Dez anos depois, as feridas deixadas pelo surto de legionella no concelho de Vila Franca de Xira ainda estão abertas. 12 pessoas morreram e centenas ficaram com sequelas para o resto da vida. Foi provado nexo de causalidade em 73 casos onde foi encontrada a estirpe ST1905 da bactéria, e essas vítimas acabaram por ser indemnizadas pela empresa Adubos de Portugal (ADP), mas 330 ainda aguardam um desfecho. Numa sessão destinada a assinalar os 10 anos do surto promovida pela Associação de Apoio às Vítimas da Legionella, no Forte da Casa, refletiu-se sobre as lições que o surto deixou e a certeza de que os que acabaram por sair com a saúde lesada não vão deixar de lutar.
É o caso de Maria Rosa que hoje apenas respira de forma artificial com recurso a oxigénio. Fez questão de marcar presença na sessão. É uma das 330 vítimas onde não foi provado nexo de causalidade. Já era asmática, com a Legionella e mais tarde com a Covid, a saúde ficou irremediavelmente comprometida. Já tem pouca fé quanto a um desfecho positivo para o seu caso na justiça, mas considera ser positivo comparecer neste tipo de iniciativas. Também Francisco Soares ficou doente com a bactéria. Esteve internado no Hospital de São José durante 15 dias. Na altura tinha 67 anos.

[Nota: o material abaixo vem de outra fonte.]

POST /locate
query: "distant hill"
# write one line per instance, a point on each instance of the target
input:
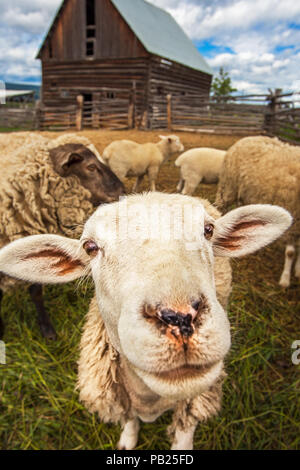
(24, 86)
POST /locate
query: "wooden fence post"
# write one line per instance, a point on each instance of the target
(38, 115)
(79, 113)
(131, 107)
(96, 111)
(169, 111)
(270, 116)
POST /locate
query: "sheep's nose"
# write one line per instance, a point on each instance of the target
(181, 320)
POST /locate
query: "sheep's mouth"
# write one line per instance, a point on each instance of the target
(183, 373)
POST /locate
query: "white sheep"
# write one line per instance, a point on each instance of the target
(49, 186)
(199, 165)
(157, 332)
(264, 170)
(128, 158)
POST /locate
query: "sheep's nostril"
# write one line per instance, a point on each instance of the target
(196, 304)
(182, 321)
(170, 317)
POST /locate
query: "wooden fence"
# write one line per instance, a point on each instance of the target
(16, 117)
(269, 114)
(274, 114)
(110, 109)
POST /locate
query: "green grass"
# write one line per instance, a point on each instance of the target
(39, 408)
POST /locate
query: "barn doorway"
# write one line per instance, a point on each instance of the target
(87, 109)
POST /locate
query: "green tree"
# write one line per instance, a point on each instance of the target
(221, 86)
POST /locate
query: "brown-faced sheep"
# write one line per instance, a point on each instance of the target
(157, 331)
(267, 171)
(49, 186)
(127, 158)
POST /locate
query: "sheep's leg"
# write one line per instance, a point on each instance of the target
(152, 175)
(36, 294)
(180, 185)
(189, 187)
(285, 278)
(184, 439)
(297, 265)
(137, 183)
(1, 321)
(130, 435)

Este foi um dos maiores surtos a nível mundial e também deixou lições para a ciência. Filipe Froes, pneumologista, explicou, durante a sessão, que pela primeira vez foi associado um caso de contágio à bactéria, algo que nunca tinha sido comprovado anteriormente. Aconteceu com um trabalhador que nos dias antes tinha ficado encarregue de proceder a um serviço da empresa Tubogal na ADP, junto com outro colega com o objetivo de proceder à limpeza das torres de refrigeração. O seu nome era Manuel Lima e talvez por ter estado no “olho do furação” a carga da doença foi muito alta e acabou por contagiar a mãe, uma mulher mais idosa e com outras comorbilidades. Ambos faleceram na sequência do contágio. Este caso foi estudado e documentado numa das publicações de ciência mais prestigiadas do mundo, o New England Journal of Medicine. Em entrevista ao Valor Local, em 2017, o outro trabalhador da Tubogal, colega de Manuel Lima que por aqueles dias também trabalhou na ADP, falava numa fábrica “muito degradada, a cair de podre”, não hesitava em dizer.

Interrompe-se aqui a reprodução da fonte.